No. 2: Plan out meals. Don’t wait until you get to the store to figure out what meals you want to make, Woroch said. “This is a really easy way to overspend,” she said. Instead, shoppers can save by looking for meat and produce that is in season, and planning meals through what is on sale in stores.
No. 3: Consider discount cards. Superstores like Target (TGT) and Wal-mart (WMT) sell food and produce, and gift cards are available online at discounted prices at sites like GiftCardGranny.com.

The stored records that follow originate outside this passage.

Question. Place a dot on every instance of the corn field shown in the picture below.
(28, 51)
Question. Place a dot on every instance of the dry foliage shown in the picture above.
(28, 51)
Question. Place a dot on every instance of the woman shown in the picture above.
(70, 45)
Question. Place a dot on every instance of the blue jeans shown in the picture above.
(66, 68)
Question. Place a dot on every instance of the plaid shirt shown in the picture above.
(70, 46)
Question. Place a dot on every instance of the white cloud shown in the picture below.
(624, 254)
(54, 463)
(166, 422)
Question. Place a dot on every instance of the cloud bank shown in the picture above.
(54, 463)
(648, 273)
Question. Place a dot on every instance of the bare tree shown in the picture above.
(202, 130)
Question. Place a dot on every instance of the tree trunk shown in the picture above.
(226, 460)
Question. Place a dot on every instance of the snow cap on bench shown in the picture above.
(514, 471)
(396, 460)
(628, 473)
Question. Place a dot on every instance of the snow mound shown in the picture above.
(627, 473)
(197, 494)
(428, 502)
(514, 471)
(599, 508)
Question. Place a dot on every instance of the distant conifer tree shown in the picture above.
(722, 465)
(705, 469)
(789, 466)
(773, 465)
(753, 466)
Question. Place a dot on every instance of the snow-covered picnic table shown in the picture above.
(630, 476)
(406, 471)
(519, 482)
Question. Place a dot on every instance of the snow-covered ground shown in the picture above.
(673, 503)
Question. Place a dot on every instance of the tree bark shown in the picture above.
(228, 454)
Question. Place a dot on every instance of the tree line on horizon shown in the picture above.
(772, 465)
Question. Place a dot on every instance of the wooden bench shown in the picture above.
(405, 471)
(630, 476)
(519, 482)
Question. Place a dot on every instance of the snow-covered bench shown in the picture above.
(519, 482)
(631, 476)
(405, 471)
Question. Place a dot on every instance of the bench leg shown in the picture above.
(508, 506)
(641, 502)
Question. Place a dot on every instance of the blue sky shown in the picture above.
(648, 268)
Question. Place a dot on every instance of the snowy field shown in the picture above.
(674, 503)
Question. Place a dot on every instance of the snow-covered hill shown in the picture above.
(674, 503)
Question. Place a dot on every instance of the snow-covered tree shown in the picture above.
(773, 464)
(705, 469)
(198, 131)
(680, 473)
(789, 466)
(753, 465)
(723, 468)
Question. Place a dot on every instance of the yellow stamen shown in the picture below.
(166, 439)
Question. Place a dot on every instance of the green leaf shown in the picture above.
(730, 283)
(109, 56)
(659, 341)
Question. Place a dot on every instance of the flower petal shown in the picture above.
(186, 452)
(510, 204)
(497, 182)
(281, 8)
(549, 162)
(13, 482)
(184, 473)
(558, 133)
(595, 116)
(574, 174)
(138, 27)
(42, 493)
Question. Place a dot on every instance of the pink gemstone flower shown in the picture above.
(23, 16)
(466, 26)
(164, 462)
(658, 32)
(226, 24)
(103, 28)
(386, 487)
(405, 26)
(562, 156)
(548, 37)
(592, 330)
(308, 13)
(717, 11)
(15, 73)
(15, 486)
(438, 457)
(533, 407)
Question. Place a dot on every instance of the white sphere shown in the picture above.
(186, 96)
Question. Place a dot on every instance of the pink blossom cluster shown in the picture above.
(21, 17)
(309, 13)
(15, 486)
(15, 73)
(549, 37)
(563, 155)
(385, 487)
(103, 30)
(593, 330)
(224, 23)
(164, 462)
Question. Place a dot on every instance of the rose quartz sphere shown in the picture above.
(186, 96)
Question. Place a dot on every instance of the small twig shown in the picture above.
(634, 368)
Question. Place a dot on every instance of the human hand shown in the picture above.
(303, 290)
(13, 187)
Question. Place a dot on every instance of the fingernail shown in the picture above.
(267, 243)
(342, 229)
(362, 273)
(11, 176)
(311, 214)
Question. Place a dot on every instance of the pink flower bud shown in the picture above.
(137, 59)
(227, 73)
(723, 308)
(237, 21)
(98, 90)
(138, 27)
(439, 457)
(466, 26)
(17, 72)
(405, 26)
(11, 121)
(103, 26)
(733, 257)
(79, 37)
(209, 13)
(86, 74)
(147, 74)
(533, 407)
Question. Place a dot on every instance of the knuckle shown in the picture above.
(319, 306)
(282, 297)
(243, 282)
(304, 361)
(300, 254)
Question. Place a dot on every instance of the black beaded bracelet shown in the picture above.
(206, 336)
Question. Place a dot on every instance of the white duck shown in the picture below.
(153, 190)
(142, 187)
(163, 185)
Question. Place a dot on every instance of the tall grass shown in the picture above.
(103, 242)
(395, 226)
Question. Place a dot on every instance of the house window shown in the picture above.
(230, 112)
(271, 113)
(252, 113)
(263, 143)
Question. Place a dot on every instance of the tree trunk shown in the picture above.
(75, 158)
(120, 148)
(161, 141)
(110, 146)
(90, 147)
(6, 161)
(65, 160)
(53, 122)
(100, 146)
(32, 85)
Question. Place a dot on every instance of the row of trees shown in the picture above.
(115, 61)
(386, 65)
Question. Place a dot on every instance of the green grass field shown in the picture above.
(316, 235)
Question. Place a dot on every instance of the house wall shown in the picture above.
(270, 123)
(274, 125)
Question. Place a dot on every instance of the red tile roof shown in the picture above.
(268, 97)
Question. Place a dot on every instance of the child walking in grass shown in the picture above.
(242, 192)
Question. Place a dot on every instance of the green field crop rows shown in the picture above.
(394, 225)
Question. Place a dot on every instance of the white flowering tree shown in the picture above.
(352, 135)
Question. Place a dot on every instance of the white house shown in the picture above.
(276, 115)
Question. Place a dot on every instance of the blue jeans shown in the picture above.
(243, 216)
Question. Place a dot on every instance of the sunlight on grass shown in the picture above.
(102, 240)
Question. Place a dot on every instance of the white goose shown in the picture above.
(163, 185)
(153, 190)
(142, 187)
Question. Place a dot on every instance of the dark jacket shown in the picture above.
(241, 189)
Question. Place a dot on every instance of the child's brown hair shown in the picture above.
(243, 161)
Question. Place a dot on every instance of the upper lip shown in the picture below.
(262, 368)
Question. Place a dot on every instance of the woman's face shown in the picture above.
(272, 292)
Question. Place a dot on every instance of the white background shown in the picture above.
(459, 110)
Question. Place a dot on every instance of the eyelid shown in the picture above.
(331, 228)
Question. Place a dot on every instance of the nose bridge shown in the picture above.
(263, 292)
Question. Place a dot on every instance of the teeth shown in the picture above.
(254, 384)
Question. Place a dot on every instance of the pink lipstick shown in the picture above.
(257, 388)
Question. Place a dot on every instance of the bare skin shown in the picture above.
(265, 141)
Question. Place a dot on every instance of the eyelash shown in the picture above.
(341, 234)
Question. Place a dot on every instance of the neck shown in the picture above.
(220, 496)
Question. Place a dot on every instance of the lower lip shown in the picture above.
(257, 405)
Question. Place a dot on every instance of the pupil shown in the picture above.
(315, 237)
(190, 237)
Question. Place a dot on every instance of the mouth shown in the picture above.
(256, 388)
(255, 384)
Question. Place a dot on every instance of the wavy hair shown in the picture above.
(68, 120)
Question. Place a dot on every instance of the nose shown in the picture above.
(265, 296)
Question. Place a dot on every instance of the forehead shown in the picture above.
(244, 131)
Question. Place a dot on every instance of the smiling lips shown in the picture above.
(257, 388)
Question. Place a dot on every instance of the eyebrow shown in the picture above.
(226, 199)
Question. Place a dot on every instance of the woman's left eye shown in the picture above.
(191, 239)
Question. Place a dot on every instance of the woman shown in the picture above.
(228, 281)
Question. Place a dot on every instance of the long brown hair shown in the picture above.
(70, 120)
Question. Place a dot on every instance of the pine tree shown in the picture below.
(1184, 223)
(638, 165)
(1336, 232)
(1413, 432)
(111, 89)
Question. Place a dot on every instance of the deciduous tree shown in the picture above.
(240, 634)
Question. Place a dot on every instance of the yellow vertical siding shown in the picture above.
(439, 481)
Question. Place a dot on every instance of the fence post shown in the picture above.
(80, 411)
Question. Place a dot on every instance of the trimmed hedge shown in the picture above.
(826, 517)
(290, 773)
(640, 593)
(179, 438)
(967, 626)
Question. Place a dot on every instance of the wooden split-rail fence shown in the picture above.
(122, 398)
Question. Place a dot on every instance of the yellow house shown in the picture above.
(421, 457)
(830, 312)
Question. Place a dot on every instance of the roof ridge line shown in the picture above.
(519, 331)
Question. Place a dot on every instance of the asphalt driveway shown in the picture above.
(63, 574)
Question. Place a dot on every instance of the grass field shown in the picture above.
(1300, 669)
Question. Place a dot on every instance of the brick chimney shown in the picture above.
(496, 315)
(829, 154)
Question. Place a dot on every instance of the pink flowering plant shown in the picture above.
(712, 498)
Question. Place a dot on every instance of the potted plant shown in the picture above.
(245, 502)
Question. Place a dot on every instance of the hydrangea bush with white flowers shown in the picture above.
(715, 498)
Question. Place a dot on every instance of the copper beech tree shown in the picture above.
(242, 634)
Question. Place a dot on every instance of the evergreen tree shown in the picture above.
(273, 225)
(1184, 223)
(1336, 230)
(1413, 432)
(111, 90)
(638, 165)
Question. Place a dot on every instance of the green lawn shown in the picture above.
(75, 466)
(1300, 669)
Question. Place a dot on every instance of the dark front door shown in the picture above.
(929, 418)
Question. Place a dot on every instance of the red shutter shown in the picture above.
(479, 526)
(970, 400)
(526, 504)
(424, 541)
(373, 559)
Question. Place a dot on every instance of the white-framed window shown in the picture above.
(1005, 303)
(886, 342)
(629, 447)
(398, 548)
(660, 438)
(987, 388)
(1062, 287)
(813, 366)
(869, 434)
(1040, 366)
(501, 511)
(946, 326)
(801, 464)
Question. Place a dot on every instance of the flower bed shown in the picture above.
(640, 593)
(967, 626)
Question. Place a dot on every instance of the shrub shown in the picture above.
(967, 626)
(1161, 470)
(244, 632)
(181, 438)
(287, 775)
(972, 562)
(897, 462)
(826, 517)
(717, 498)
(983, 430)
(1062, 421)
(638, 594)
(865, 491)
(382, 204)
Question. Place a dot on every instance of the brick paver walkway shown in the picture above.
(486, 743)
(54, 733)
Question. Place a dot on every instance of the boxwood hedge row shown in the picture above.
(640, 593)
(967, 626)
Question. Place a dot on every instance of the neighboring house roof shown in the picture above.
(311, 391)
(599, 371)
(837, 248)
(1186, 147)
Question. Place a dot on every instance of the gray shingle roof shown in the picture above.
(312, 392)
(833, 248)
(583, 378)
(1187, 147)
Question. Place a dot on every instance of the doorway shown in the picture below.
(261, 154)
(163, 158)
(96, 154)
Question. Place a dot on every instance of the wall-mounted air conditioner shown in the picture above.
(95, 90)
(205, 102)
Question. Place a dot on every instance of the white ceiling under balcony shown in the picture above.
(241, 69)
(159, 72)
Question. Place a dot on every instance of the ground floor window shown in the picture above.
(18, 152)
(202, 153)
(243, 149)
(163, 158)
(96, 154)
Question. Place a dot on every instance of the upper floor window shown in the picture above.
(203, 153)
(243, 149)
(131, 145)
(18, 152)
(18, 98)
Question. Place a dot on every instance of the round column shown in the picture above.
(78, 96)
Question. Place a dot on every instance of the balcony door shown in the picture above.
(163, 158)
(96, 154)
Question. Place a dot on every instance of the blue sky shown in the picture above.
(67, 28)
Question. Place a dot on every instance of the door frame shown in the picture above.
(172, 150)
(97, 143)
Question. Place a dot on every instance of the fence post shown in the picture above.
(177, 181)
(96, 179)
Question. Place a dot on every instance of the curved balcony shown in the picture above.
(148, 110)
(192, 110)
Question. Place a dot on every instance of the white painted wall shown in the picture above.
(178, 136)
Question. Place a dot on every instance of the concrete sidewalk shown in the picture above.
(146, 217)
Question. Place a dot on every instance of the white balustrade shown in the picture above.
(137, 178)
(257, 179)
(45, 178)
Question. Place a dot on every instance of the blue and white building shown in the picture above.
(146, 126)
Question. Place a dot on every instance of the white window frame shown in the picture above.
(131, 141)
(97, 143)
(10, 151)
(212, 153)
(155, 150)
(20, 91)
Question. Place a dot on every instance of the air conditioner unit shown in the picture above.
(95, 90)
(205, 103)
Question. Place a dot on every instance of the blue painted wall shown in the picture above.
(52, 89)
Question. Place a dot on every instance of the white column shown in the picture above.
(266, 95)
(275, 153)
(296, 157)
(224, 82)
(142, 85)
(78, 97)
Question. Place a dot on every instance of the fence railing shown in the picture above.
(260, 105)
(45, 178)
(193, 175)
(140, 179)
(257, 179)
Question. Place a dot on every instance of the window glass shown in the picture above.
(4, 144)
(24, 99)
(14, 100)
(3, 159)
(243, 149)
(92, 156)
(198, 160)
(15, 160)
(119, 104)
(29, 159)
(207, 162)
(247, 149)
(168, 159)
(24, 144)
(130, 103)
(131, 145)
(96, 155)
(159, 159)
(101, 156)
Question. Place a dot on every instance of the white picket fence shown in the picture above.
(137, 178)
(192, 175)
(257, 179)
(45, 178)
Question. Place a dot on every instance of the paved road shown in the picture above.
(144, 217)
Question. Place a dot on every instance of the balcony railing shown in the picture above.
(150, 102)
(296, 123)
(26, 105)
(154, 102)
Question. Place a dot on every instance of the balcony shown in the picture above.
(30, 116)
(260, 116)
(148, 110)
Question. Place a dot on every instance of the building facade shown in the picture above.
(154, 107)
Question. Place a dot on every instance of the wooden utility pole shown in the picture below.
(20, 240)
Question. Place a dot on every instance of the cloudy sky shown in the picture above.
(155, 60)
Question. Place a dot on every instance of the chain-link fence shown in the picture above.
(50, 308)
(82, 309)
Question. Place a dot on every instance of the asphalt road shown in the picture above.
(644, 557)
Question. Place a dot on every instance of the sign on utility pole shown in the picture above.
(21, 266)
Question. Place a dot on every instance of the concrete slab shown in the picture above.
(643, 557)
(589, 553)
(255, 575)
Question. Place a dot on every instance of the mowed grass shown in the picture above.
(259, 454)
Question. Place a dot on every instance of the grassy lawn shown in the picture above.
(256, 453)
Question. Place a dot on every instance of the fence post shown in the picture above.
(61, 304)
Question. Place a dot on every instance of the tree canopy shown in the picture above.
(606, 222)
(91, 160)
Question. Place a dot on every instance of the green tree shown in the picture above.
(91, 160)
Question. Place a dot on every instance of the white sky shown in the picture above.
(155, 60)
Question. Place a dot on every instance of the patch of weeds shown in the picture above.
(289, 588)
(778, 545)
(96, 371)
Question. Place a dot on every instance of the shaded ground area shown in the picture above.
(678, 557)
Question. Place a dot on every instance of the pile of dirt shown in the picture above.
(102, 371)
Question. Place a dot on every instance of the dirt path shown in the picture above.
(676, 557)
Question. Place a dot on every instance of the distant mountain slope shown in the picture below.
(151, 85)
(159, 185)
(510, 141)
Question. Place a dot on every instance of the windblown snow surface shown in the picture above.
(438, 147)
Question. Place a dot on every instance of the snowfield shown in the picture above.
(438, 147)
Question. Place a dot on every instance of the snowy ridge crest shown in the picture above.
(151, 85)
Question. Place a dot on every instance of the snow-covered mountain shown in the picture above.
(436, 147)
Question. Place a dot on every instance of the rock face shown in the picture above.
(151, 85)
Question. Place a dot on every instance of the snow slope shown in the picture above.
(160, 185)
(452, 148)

Purchasing discounted gift cards online ahead of time and then shopping at these superstores helps shoppers to get their food for even less, Woroch said.
No. 4: Become a coupon cutter. Cutting coupons is not new, but there are more places to find discounts today online. Woroch recommends places like CouponSherpa.com where manufacturer coupons are printable on tons of items. “Many grocery stores will allow you to double up on coupons (store and manufacturer) and you can enjoy double savings,” she said.
No. 5: Hit the warehouse stores. Memberships at warehouse stores like BJ’s (BJ) and Costco (COST) range from about $40 to $100 annually, but can save savvy shoppers much more. Milk, for example is about $1.50 less at bulk price, and alcohol is often 20% to 30% less. “Make sure you will use it, and you have the space for bulk items,” Woroch said. “Also, do you have the room to store it?”